Deregulation Bill

Written evidence submitted by the Law Society (DB 10)

Deregulation Bill, Clauses 61-64

The Law Society of England and Wales is the independent professional body, established for solicitors in 1825, that works globally to support and represent its 166,000 members, promoting the highest professional standards and the rule of law.

The evidence contained in this briefing has been agreed by several of the Society’s Specialist Committees, which are made up of senior and specialist lawyers whose practice is relevant in this field.

Clauses 61 - 64: Exercise of regulatory functions

1. The Society is concerned that the new duty to have regard to economic growth is likely to be applied to the Solicitors Regulation Authority (SRA) which is the independent regulatory arm of the approved regulator, the Law Society.

2. The Legal Services Act 2007 transformed the regulation of legal services by:

· setting up an oversight regulator, the Legal Services Board;

· requiring the independence of frontline regulators from representative bodies and;

· placing eight regulatory objectives on the LSB and the approved regulators it oversees.

3. As the regulatory arm of the Law Society, the SRA is already subject to those eight regulatory objectives.

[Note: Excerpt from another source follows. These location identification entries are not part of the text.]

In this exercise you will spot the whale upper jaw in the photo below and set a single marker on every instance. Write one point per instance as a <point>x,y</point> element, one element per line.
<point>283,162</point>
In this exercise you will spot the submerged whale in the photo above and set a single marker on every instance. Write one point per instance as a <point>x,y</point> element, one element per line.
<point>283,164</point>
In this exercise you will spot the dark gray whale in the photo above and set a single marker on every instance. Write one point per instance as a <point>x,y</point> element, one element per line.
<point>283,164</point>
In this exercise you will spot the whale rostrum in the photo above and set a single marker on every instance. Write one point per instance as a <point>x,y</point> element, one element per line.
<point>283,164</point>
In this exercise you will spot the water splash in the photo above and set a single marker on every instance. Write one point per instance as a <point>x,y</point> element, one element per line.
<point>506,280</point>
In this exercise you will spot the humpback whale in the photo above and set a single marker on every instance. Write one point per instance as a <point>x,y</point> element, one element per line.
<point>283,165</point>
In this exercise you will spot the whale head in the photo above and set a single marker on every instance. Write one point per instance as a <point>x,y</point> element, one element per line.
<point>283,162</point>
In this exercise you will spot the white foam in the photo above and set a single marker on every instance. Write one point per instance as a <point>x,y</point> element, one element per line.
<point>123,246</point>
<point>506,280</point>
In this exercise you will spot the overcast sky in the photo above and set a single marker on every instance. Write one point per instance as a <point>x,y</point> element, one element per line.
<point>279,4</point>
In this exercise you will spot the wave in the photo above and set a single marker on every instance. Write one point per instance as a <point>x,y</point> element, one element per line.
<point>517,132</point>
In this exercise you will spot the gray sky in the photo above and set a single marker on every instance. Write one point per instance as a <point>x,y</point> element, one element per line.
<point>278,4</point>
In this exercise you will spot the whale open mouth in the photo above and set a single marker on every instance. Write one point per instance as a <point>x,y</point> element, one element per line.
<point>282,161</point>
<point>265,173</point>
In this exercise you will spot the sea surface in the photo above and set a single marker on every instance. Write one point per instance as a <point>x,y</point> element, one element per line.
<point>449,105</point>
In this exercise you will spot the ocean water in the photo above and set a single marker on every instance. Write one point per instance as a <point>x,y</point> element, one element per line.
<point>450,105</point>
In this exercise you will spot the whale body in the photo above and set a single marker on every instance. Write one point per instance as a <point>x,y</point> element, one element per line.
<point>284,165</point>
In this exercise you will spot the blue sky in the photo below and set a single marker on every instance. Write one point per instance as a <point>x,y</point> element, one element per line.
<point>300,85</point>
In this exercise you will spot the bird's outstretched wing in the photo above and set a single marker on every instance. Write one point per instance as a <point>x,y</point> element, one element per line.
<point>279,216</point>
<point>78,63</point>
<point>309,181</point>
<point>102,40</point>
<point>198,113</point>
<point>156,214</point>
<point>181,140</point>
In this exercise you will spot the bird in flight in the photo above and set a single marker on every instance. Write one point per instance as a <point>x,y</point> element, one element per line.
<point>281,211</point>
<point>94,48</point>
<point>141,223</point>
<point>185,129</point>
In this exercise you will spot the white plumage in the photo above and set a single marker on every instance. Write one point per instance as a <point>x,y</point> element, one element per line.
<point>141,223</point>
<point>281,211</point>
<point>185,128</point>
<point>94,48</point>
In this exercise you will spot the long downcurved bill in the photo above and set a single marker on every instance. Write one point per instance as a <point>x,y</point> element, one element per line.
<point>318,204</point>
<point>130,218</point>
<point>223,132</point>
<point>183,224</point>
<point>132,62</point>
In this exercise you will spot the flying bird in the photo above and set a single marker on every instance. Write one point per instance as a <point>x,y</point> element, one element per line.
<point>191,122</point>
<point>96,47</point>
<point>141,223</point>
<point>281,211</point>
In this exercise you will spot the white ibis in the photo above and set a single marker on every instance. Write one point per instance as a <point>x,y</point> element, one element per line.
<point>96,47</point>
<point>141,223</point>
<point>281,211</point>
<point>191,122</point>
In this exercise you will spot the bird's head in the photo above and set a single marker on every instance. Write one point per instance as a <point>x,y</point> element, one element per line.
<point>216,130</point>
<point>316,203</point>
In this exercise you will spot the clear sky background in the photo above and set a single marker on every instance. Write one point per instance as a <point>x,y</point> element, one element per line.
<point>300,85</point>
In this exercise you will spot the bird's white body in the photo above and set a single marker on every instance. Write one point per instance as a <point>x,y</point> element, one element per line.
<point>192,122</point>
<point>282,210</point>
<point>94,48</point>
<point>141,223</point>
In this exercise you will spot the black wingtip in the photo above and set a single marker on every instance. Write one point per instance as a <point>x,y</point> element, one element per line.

Some of these are directly relevant to growth, including the duties to support the rule of law, to promote competition in the provision of legal services and to encourage an independent, strong, diverse and effective legal profession. The Society believes that balancing the existing eight objectives, many of which create a tension with other objectives and are not prioritised within the Act, is already difficulty for the legal sector regulators.

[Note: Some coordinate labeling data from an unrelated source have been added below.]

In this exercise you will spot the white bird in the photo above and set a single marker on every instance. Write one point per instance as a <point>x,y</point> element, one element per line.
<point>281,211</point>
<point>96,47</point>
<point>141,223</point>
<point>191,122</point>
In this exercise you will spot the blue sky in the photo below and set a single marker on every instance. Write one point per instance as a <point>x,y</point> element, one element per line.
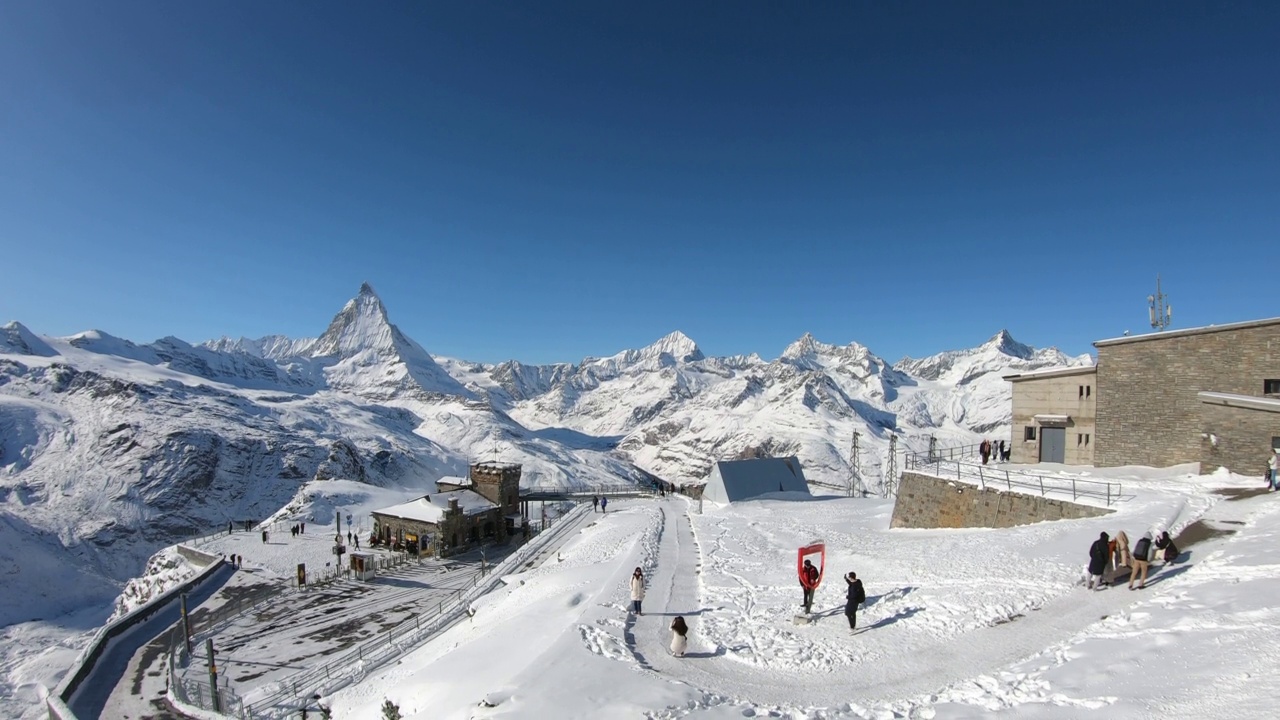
<point>552,181</point>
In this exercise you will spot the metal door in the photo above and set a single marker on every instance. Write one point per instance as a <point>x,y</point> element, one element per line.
<point>1052,445</point>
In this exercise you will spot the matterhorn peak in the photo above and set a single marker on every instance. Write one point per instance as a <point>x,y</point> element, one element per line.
<point>1006,345</point>
<point>803,347</point>
<point>677,345</point>
<point>361,324</point>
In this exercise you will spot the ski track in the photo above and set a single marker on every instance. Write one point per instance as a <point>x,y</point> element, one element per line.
<point>743,671</point>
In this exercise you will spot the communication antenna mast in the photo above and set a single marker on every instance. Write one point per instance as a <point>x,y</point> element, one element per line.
<point>855,482</point>
<point>1159,309</point>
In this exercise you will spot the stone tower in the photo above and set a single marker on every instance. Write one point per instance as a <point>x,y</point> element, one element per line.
<point>499,482</point>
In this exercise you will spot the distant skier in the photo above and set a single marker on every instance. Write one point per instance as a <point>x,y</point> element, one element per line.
<point>1141,556</point>
<point>1100,556</point>
<point>856,596</point>
<point>679,636</point>
<point>809,583</point>
<point>1166,543</point>
<point>636,591</point>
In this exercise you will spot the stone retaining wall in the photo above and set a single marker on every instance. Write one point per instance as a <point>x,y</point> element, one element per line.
<point>924,501</point>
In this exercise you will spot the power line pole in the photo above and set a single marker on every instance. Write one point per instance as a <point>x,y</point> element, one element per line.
<point>855,482</point>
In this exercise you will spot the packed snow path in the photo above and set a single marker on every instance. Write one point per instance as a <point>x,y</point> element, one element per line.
<point>730,657</point>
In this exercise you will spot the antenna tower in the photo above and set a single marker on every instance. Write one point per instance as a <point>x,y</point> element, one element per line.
<point>891,478</point>
<point>855,481</point>
<point>1159,309</point>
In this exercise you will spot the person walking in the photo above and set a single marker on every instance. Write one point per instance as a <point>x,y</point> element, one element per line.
<point>1120,555</point>
<point>1166,543</point>
<point>1141,555</point>
<point>808,583</point>
<point>855,596</point>
<point>679,636</point>
<point>638,591</point>
<point>1100,556</point>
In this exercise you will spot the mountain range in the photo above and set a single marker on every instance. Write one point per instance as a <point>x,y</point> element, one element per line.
<point>110,450</point>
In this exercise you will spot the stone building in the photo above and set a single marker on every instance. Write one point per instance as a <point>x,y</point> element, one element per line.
<point>1054,415</point>
<point>462,513</point>
<point>1203,395</point>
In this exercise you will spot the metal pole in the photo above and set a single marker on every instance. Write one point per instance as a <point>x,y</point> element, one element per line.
<point>186,624</point>
<point>213,675</point>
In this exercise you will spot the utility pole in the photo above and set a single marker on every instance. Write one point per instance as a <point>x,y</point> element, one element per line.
<point>186,624</point>
<point>891,479</point>
<point>855,484</point>
<point>213,677</point>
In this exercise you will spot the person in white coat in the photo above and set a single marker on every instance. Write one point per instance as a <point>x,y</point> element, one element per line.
<point>636,591</point>
<point>679,637</point>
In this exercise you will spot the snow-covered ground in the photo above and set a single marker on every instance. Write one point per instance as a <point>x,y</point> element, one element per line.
<point>956,624</point>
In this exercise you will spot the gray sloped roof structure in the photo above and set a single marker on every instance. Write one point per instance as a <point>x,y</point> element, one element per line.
<point>732,481</point>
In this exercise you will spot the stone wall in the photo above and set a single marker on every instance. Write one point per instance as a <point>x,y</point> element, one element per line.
<point>924,501</point>
<point>1237,438</point>
<point>1150,411</point>
<point>1073,395</point>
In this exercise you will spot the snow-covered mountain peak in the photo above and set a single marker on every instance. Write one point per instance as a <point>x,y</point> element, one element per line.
<point>360,326</point>
<point>18,340</point>
<point>1005,343</point>
<point>361,337</point>
<point>677,345</point>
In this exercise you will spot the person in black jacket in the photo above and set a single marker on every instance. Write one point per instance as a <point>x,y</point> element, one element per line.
<point>1100,556</point>
<point>1166,543</point>
<point>855,597</point>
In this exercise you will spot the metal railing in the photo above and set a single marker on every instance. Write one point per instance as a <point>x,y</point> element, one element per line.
<point>1014,481</point>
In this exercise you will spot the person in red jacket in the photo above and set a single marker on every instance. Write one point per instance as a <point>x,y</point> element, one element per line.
<point>809,583</point>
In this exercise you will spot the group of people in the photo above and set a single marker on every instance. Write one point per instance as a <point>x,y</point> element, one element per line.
<point>988,450</point>
<point>1110,554</point>
<point>854,592</point>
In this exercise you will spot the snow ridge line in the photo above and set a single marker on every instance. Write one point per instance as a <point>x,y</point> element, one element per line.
<point>357,664</point>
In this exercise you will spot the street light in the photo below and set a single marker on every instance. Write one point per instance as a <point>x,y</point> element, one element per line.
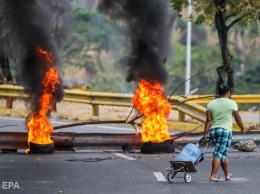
<point>188,50</point>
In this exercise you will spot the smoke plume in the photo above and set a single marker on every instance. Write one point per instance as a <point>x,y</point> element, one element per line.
<point>147,22</point>
<point>25,25</point>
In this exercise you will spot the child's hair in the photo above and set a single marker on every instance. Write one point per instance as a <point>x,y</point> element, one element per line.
<point>223,89</point>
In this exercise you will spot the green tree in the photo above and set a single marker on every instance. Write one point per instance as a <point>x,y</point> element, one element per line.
<point>223,14</point>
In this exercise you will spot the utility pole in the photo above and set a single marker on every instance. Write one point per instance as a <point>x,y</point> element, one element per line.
<point>188,50</point>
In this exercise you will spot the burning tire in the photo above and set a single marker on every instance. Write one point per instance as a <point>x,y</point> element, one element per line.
<point>41,148</point>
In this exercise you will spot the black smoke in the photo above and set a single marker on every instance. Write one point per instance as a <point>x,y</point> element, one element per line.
<point>25,25</point>
<point>147,24</point>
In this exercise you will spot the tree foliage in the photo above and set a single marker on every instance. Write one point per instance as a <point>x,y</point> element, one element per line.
<point>223,14</point>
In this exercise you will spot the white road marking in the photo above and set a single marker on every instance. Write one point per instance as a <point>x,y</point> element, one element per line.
<point>125,156</point>
<point>222,180</point>
<point>120,128</point>
<point>61,122</point>
<point>159,176</point>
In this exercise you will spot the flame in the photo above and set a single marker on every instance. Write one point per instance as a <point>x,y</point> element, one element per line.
<point>39,128</point>
<point>151,101</point>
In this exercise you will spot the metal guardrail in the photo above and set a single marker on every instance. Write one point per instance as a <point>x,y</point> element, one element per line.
<point>185,106</point>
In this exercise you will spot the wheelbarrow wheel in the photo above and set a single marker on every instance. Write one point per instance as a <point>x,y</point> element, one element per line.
<point>187,177</point>
<point>170,176</point>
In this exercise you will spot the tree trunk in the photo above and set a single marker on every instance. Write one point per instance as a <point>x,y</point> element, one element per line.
<point>225,69</point>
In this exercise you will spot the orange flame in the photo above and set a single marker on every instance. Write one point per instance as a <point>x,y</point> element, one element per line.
<point>39,128</point>
<point>150,100</point>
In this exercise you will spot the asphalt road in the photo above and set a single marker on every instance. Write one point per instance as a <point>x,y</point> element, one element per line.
<point>114,172</point>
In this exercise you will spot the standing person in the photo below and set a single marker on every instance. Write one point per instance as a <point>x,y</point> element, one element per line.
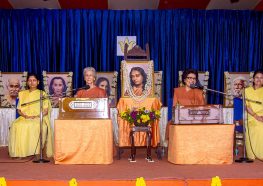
<point>254,132</point>
<point>186,95</point>
<point>25,130</point>
<point>89,74</point>
<point>13,87</point>
<point>57,88</point>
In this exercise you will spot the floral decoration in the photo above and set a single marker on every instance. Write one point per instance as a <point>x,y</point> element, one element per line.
<point>140,117</point>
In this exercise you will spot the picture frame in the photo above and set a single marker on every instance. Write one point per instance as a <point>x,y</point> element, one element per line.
<point>141,88</point>
<point>158,81</point>
<point>234,83</point>
<point>108,82</point>
<point>10,84</point>
<point>203,77</point>
<point>57,85</point>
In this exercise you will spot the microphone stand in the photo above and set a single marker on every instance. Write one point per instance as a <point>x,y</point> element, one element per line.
<point>243,159</point>
<point>41,159</point>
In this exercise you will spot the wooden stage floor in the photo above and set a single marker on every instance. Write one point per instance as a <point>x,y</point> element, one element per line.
<point>122,170</point>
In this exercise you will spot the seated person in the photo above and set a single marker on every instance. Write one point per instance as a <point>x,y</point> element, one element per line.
<point>89,74</point>
<point>24,131</point>
<point>186,95</point>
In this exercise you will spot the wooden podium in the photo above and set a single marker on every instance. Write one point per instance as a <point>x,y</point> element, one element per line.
<point>83,132</point>
<point>84,108</point>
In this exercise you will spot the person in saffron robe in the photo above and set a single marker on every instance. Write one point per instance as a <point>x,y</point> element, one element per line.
<point>186,95</point>
<point>89,74</point>
<point>24,131</point>
<point>254,132</point>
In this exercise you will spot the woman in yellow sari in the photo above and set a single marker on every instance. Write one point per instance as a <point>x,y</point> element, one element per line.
<point>25,130</point>
<point>254,132</point>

4. While the Society supports the need to promote economic growth, it doubts that the imposition of this objective will make any significant difference to the work of legal regulators, and that it is likely to be lost in the discussion of other eight objectives. Indeed, the additional objective may be self-defeating by adding to the debate and delaying reform.

5. The existence of an independent legal profession, and public confidence in it, is fundamental to freedom under the law. The Legal Services Act 2007 was designed to ensure that the independence of the approved regulators, such as the Law Society, was maintained while providing oversight in the form of the Legal Services Board.

6. The Law Society believes the Government should not seek to by-pass this by, in effect, monitoring regulators and, inevitably, seeking to second-guess what may be finely-balanced decisions. It is inappropriate for the Government to have this power in respect of the legal profession to directly impose an additional objective.

7. The Law Society's recommendation: Applying the economic growth duty to legal regulators is inappropriate and duplicates regulatory objectives already in existence. If a duty to promote economic growth is to be applied, it should be to the Law Society (as the corporate body and the approved regulator under the Legal Services Act1997) rather than the SRA.